To Offset Declining Sales, Paper Raises Price

P-I, Times single-copy price to be 50 cents (Seattle Post-Intelligencer)

Financial troubles at The Seattle Times Co. are becoming more apparent to the city’s daily newspaper readers. The company, which handles business operations for both The Seattle Times and the Seattle Post-Intelligencer, plans to double the single-copy price of both newspapers to 50 cents from 25 cents beginning Feb. 28, in an attempt to offset rising costs.

Makes sense to me. In fact, since BlogAds sales have declined since the election, I’ve been thinking of doubling prices. Heck, I might triple them–I could use the money, what with rising bandwidth costs and all.

FILED UNDER: Economics and Business,
James Joyner
About James Joyner
James Joyner is Professor and Department Head of Security Studies at Marine Corps University's Command and Staff College.

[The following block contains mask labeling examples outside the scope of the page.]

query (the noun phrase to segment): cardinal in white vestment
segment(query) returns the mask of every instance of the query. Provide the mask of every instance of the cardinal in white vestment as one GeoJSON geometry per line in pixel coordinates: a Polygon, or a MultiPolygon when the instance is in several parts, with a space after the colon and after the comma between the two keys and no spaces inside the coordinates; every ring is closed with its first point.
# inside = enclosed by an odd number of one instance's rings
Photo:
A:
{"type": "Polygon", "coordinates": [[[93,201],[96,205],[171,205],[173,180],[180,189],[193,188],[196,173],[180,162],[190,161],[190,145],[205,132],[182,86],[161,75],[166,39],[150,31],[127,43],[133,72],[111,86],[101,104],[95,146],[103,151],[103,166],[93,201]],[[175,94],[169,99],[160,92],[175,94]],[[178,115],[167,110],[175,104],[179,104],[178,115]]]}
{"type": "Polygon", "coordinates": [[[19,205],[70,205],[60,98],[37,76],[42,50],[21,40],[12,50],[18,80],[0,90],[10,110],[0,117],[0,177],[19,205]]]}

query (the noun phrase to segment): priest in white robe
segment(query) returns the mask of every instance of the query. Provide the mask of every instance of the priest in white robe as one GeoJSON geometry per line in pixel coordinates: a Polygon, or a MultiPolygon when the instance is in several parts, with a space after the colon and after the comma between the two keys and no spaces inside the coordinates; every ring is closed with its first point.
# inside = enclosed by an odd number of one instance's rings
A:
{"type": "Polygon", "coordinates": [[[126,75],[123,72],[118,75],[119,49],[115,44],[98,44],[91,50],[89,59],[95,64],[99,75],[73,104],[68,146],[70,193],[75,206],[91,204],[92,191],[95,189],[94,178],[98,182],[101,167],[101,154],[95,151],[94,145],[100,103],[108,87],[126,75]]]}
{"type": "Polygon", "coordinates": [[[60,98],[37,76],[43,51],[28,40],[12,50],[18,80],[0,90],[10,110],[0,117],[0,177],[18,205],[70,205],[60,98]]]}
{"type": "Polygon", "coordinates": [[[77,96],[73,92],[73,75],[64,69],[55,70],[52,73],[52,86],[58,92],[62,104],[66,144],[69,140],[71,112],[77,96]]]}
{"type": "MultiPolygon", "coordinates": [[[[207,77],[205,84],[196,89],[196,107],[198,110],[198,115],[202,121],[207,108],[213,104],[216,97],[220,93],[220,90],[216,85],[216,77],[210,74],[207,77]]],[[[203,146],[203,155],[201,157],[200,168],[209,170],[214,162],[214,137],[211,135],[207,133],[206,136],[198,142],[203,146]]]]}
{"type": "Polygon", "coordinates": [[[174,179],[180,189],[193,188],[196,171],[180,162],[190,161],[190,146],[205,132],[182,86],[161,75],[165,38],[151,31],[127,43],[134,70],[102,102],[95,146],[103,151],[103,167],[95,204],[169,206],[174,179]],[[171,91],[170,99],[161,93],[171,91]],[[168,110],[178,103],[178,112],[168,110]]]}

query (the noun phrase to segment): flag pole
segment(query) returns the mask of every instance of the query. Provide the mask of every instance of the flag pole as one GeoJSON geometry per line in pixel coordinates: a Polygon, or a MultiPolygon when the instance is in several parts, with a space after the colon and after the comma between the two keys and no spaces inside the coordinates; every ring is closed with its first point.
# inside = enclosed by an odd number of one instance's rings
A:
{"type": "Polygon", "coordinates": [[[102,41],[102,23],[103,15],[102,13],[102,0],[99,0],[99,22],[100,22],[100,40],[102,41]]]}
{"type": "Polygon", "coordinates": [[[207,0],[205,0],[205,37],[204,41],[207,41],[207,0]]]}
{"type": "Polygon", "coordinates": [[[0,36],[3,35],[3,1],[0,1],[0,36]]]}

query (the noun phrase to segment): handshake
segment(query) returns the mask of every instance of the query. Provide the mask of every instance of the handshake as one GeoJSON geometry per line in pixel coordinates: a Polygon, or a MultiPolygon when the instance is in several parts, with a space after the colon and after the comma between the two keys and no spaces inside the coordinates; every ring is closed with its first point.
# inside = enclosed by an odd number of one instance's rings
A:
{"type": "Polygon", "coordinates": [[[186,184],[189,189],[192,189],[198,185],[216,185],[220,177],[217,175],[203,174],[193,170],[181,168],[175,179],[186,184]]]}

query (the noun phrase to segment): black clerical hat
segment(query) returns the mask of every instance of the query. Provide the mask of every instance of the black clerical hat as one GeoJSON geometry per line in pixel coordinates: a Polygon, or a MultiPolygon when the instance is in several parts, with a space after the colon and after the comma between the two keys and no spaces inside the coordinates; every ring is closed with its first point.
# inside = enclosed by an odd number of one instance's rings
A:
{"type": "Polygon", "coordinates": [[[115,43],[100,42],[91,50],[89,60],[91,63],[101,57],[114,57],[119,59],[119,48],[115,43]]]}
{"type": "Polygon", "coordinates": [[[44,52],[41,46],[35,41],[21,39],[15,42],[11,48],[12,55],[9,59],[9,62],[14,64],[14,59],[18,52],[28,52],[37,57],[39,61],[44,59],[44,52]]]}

He's a former Army officer and Desert Storm veteran. Views expressed here are his own. Follow James on Twitter @DrJJoyner.

Comments

  1. bryan says:

    I’m surprised these two are still charging 25 cents. Every paper I’ve worked for has been at least 50 cents since at least the mid-90s.

    No wonder the Times is such a money loser, if that’s the way their management runs things.

  2. dw says:

    Both papers were at 50 cents in the late 90s, but they were both ravaged by a newspaper strike in 2000-01 (the Times more than the P-I, since the P-I caved pretty early while the Times tried to break the union.) During the strike the Times was free; once the strike ended both papers settled on 25 cents as a “make-right” price and never raised it.

    Whether the Times is failing or not is a matter of great conjecture. They outsell the P-I 2-1, control the JOA, and are generally popular in the state, setting themselves up between the liberal and pro-union P-I and the local, more conservative papers (Spokane’s Spokesman-Review, Vancouver’s Columbian). What’s really going on is that the Times is trying to drive Hearst out of town, and they’re not doing a very good job of it. The Times is intentionally losing money and not hiding it very well.

    Eventually, one paper will win out in Seattle, and it’s a tossup as to who does. It’s possible, too, that the Everett and Tacoma papers could try to extend their coverage into Seattle.